I got a phone call from my cousin Rose in Virginia: "Are you ok?" You too may have heard on the news about the merging of two large fires in southern California--Yucca Valley and San Bernardino National Forest. CNN.com has the story with lots of pix and scientific info on wildfires. Besides earthquakes, that's our local natural disaster. Our last big one was in 2003. At that time at night our binoculars gave us a bird's eye view of the licking flames covering the mountains going from left to right over our whole view. Another year before 1997 we could see the scooper planes on TV and then go outside and see them in the sky. The creepiest time we could actually walk to a part in the canyon behind us where you could see flames with the naked eye. Fire that close to us is very unusual. The fires we have now are unfortunately very common.

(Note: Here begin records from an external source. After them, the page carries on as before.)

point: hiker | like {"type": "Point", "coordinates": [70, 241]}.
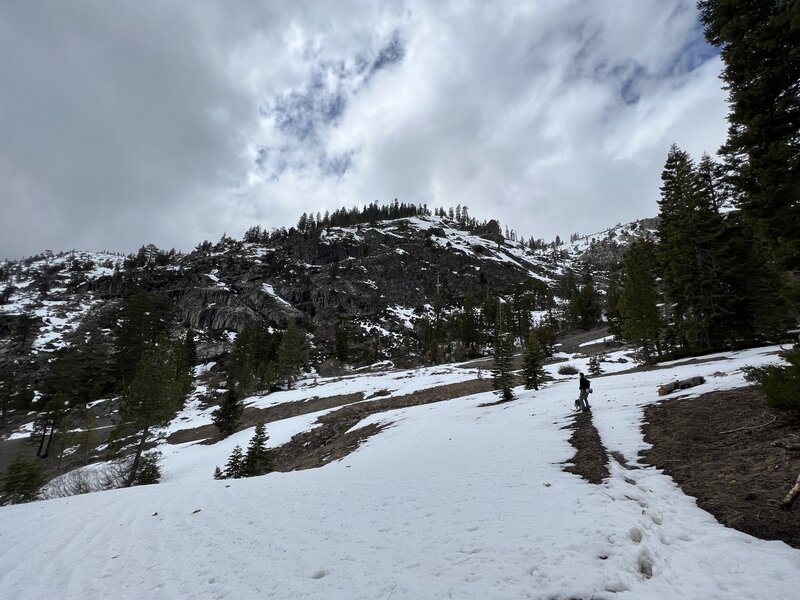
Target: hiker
{"type": "Point", "coordinates": [585, 388]}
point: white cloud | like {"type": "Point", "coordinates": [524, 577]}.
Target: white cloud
{"type": "Point", "coordinates": [125, 124]}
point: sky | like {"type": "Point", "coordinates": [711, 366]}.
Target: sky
{"type": "Point", "coordinates": [168, 122]}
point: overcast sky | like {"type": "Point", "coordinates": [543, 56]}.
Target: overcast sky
{"type": "Point", "coordinates": [169, 122]}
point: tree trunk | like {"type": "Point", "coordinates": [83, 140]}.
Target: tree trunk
{"type": "Point", "coordinates": [136, 459]}
{"type": "Point", "coordinates": [789, 499]}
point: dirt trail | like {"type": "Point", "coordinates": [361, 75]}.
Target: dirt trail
{"type": "Point", "coordinates": [591, 459]}
{"type": "Point", "coordinates": [330, 440]}
{"type": "Point", "coordinates": [725, 449]}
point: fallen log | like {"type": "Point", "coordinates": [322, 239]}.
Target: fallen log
{"type": "Point", "coordinates": [786, 504]}
{"type": "Point", "coordinates": [679, 384]}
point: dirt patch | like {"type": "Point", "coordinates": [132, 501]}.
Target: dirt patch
{"type": "Point", "coordinates": [739, 477]}
{"type": "Point", "coordinates": [590, 460]}
{"type": "Point", "coordinates": [252, 416]}
{"type": "Point", "coordinates": [331, 440]}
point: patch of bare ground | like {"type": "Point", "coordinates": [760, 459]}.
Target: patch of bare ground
{"type": "Point", "coordinates": [253, 415]}
{"type": "Point", "coordinates": [732, 453]}
{"type": "Point", "coordinates": [591, 459]}
{"type": "Point", "coordinates": [330, 441]}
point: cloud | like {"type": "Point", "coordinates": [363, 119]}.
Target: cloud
{"type": "Point", "coordinates": [123, 124]}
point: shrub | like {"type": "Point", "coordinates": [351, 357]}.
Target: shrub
{"type": "Point", "coordinates": [149, 470]}
{"type": "Point", "coordinates": [779, 383]}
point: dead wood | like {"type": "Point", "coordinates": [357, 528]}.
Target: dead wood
{"type": "Point", "coordinates": [789, 499]}
{"type": "Point", "coordinates": [680, 384]}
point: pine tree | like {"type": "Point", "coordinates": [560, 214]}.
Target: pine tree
{"type": "Point", "coordinates": [258, 460]}
{"type": "Point", "coordinates": [532, 362]}
{"type": "Point", "coordinates": [613, 297]}
{"type": "Point", "coordinates": [234, 469]}
{"type": "Point", "coordinates": [502, 362]}
{"type": "Point", "coordinates": [154, 396]}
{"type": "Point", "coordinates": [149, 472]}
{"type": "Point", "coordinates": [691, 252]}
{"type": "Point", "coordinates": [291, 354]}
{"type": "Point", "coordinates": [22, 481]}
{"type": "Point", "coordinates": [758, 43]}
{"type": "Point", "coordinates": [779, 382]}
{"type": "Point", "coordinates": [641, 321]}
{"type": "Point", "coordinates": [191, 348]}
{"type": "Point", "coordinates": [228, 414]}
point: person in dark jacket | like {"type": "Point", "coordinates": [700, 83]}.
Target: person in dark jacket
{"type": "Point", "coordinates": [585, 388]}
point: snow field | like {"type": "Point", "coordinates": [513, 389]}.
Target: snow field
{"type": "Point", "coordinates": [452, 501]}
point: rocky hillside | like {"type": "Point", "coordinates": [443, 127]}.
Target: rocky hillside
{"type": "Point", "coordinates": [380, 281]}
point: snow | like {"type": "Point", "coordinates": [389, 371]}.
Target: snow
{"type": "Point", "coordinates": [452, 500]}
{"type": "Point", "coordinates": [404, 315]}
{"type": "Point", "coordinates": [271, 291]}
{"type": "Point", "coordinates": [608, 338]}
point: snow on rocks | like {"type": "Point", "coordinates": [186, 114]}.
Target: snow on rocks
{"type": "Point", "coordinates": [454, 500]}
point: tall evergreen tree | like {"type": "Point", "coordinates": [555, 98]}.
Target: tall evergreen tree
{"type": "Point", "coordinates": [759, 44]}
{"type": "Point", "coordinates": [228, 414]}
{"type": "Point", "coordinates": [23, 480]}
{"type": "Point", "coordinates": [613, 297]}
{"type": "Point", "coordinates": [532, 362]}
{"type": "Point", "coordinates": [257, 460]}
{"type": "Point", "coordinates": [154, 396]}
{"type": "Point", "coordinates": [691, 251]}
{"type": "Point", "coordinates": [641, 321]}
{"type": "Point", "coordinates": [234, 469]}
{"type": "Point", "coordinates": [502, 361]}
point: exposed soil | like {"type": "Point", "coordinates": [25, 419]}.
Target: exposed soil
{"type": "Point", "coordinates": [330, 441]}
{"type": "Point", "coordinates": [726, 450]}
{"type": "Point", "coordinates": [591, 459]}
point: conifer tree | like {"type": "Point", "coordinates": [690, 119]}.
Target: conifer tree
{"type": "Point", "coordinates": [156, 393]}
{"type": "Point", "coordinates": [532, 369]}
{"type": "Point", "coordinates": [22, 481]}
{"type": "Point", "coordinates": [227, 415]}
{"type": "Point", "coordinates": [691, 253]}
{"type": "Point", "coordinates": [150, 471]}
{"type": "Point", "coordinates": [758, 43]}
{"type": "Point", "coordinates": [191, 348]}
{"type": "Point", "coordinates": [502, 362]}
{"type": "Point", "coordinates": [234, 469]}
{"type": "Point", "coordinates": [258, 460]}
{"type": "Point", "coordinates": [641, 321]}
{"type": "Point", "coordinates": [613, 297]}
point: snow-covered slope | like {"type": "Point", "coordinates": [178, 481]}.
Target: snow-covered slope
{"type": "Point", "coordinates": [453, 500]}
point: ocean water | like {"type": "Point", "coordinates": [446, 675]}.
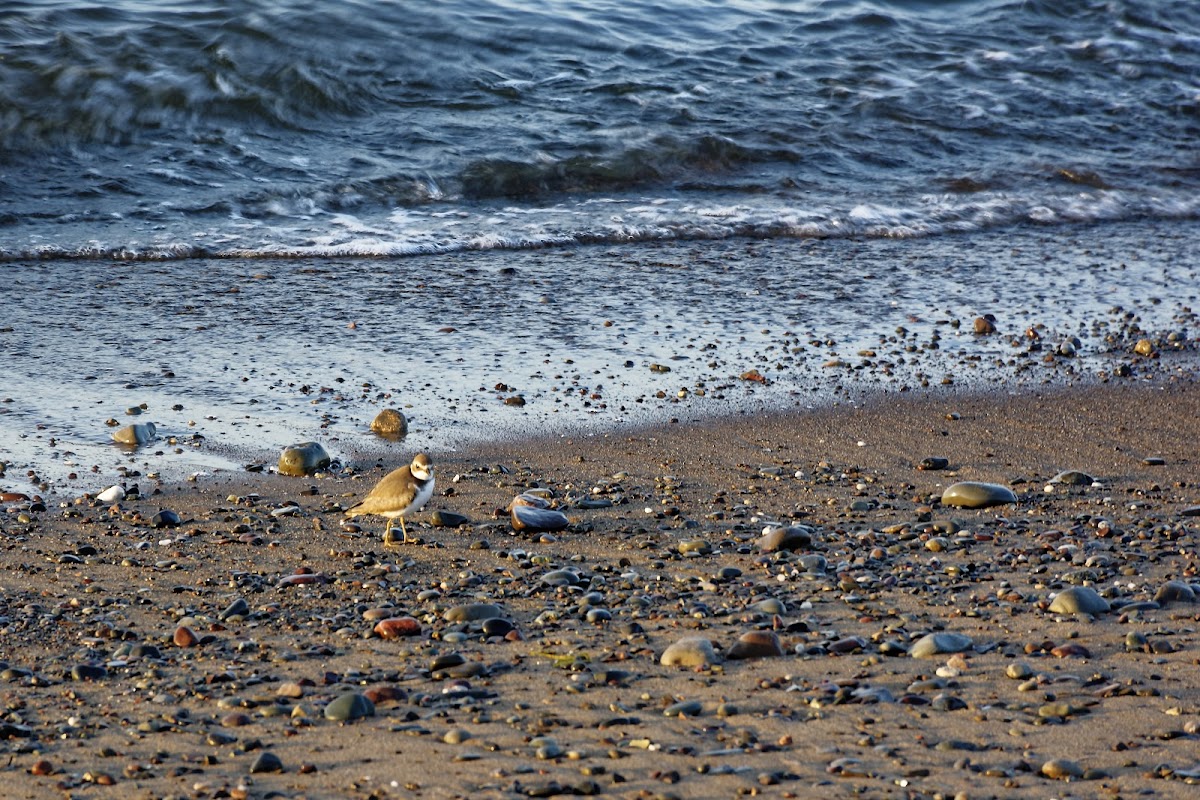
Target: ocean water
{"type": "Point", "coordinates": [281, 216]}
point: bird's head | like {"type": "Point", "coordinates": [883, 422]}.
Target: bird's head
{"type": "Point", "coordinates": [421, 468]}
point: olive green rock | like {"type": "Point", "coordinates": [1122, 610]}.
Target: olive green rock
{"type": "Point", "coordinates": [1079, 600]}
{"type": "Point", "coordinates": [973, 494]}
{"type": "Point", "coordinates": [351, 705]}
{"type": "Point", "coordinates": [136, 434]}
{"type": "Point", "coordinates": [1073, 477]}
{"type": "Point", "coordinates": [304, 458]}
{"type": "Point", "coordinates": [390, 423]}
{"type": "Point", "coordinates": [1175, 591]}
{"type": "Point", "coordinates": [933, 644]}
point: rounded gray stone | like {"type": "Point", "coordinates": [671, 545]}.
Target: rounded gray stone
{"type": "Point", "coordinates": [136, 434]}
{"type": "Point", "coordinates": [390, 423]}
{"type": "Point", "coordinates": [1079, 600]}
{"type": "Point", "coordinates": [304, 458]}
{"type": "Point", "coordinates": [690, 651]}
{"type": "Point", "coordinates": [933, 644]}
{"type": "Point", "coordinates": [975, 494]}
{"type": "Point", "coordinates": [351, 705]}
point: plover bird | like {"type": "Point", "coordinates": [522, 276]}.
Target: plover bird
{"type": "Point", "coordinates": [401, 491]}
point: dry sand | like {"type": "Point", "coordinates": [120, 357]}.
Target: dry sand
{"type": "Point", "coordinates": [567, 705]}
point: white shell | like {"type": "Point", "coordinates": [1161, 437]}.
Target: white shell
{"type": "Point", "coordinates": [112, 494]}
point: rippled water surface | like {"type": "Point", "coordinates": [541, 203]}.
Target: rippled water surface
{"type": "Point", "coordinates": [282, 216]}
{"type": "Point", "coordinates": [288, 127]}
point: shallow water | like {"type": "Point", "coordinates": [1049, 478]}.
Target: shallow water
{"type": "Point", "coordinates": [280, 128]}
{"type": "Point", "coordinates": [263, 354]}
{"type": "Point", "coordinates": [283, 216]}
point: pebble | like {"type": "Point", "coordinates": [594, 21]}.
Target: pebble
{"type": "Point", "coordinates": [304, 458]}
{"type": "Point", "coordinates": [348, 707]}
{"type": "Point", "coordinates": [267, 762]}
{"type": "Point", "coordinates": [136, 434]}
{"type": "Point", "coordinates": [166, 518]}
{"type": "Point", "coordinates": [1175, 591]}
{"type": "Point", "coordinates": [973, 494]}
{"type": "Point", "coordinates": [88, 673]}
{"type": "Point", "coordinates": [442, 518]}
{"type": "Point", "coordinates": [1018, 671]}
{"type": "Point", "coordinates": [933, 644]}
{"type": "Point", "coordinates": [473, 612]}
{"type": "Point", "coordinates": [395, 627]}
{"type": "Point", "coordinates": [239, 607]}
{"type": "Point", "coordinates": [684, 709]}
{"type": "Point", "coordinates": [529, 518]}
{"type": "Point", "coordinates": [390, 423]}
{"type": "Point", "coordinates": [185, 637]}
{"type": "Point", "coordinates": [690, 651]}
{"type": "Point", "coordinates": [1073, 477]}
{"type": "Point", "coordinates": [112, 494]}
{"type": "Point", "coordinates": [755, 644]}
{"type": "Point", "coordinates": [1061, 769]}
{"type": "Point", "coordinates": [785, 537]}
{"type": "Point", "coordinates": [1079, 600]}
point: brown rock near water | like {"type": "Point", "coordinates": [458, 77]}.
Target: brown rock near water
{"type": "Point", "coordinates": [390, 423]}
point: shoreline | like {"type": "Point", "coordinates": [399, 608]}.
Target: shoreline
{"type": "Point", "coordinates": [577, 701]}
{"type": "Point", "coordinates": [496, 344]}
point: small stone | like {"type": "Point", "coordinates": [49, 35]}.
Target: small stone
{"type": "Point", "coordinates": [785, 537]}
{"type": "Point", "coordinates": [684, 709]}
{"type": "Point", "coordinates": [1079, 600]}
{"type": "Point", "coordinates": [390, 423]}
{"type": "Point", "coordinates": [88, 673]}
{"type": "Point", "coordinates": [695, 546]}
{"type": "Point", "coordinates": [348, 707]}
{"type": "Point", "coordinates": [1073, 477]}
{"type": "Point", "coordinates": [529, 518]}
{"type": "Point", "coordinates": [756, 644]}
{"type": "Point", "coordinates": [112, 494]}
{"type": "Point", "coordinates": [395, 627]}
{"type": "Point", "coordinates": [933, 644]}
{"type": "Point", "coordinates": [473, 612]}
{"type": "Point", "coordinates": [448, 519]}
{"type": "Point", "coordinates": [185, 637]}
{"type": "Point", "coordinates": [497, 626]}
{"type": "Point", "coordinates": [267, 762]}
{"type": "Point", "coordinates": [1018, 671]}
{"type": "Point", "coordinates": [690, 651]}
{"type": "Point", "coordinates": [304, 458]}
{"type": "Point", "coordinates": [166, 518]}
{"type": "Point", "coordinates": [136, 434]}
{"type": "Point", "coordinates": [1175, 591]}
{"type": "Point", "coordinates": [975, 494]}
{"type": "Point", "coordinates": [984, 325]}
{"type": "Point", "coordinates": [1061, 769]}
{"type": "Point", "coordinates": [237, 608]}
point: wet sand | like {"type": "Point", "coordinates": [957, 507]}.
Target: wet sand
{"type": "Point", "coordinates": [103, 686]}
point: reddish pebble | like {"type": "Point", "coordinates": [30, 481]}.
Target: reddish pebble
{"type": "Point", "coordinates": [756, 644]}
{"type": "Point", "coordinates": [397, 626]}
{"type": "Point", "coordinates": [381, 695]}
{"type": "Point", "coordinates": [300, 579]}
{"type": "Point", "coordinates": [1071, 650]}
{"type": "Point", "coordinates": [185, 637]}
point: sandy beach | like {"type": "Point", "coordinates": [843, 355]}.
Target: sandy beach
{"type": "Point", "coordinates": [190, 661]}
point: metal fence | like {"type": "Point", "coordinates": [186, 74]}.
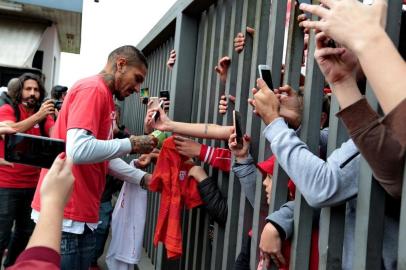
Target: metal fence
{"type": "Point", "coordinates": [201, 32]}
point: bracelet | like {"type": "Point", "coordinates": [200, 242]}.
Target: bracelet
{"type": "Point", "coordinates": [143, 183]}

Anyway we were pretty unaffected this time so far until I went outside to walk this morning and smelled and saw the smoke. Yikes! The haze you see in the pictures is not fog or smog, that's smoke. The ash is very unusual. We've not seen that before with other fires. It's over EVERYTHING. We will have an annoying cleanup when we're done. I shouldn't complain, in comparison to the folks evacuating or losing their homes.
I've read that the Yucca Valley fires have Joshua Trees burning. Those are very special desert succulents that only grow in a few places including that area, Lancaster where we lived when we were first married, and the Middle East ( speaking of another "hot spot").
In the SB Forest, the well known bark beetle infestation killing trees which become giant matchsticks is the big problem. It costs individual landowners $1000 per tree to get one removed. It's not unusual to spend $20,000 as a single homeowner. Then there's all the public land that's not been cleared of infested trees.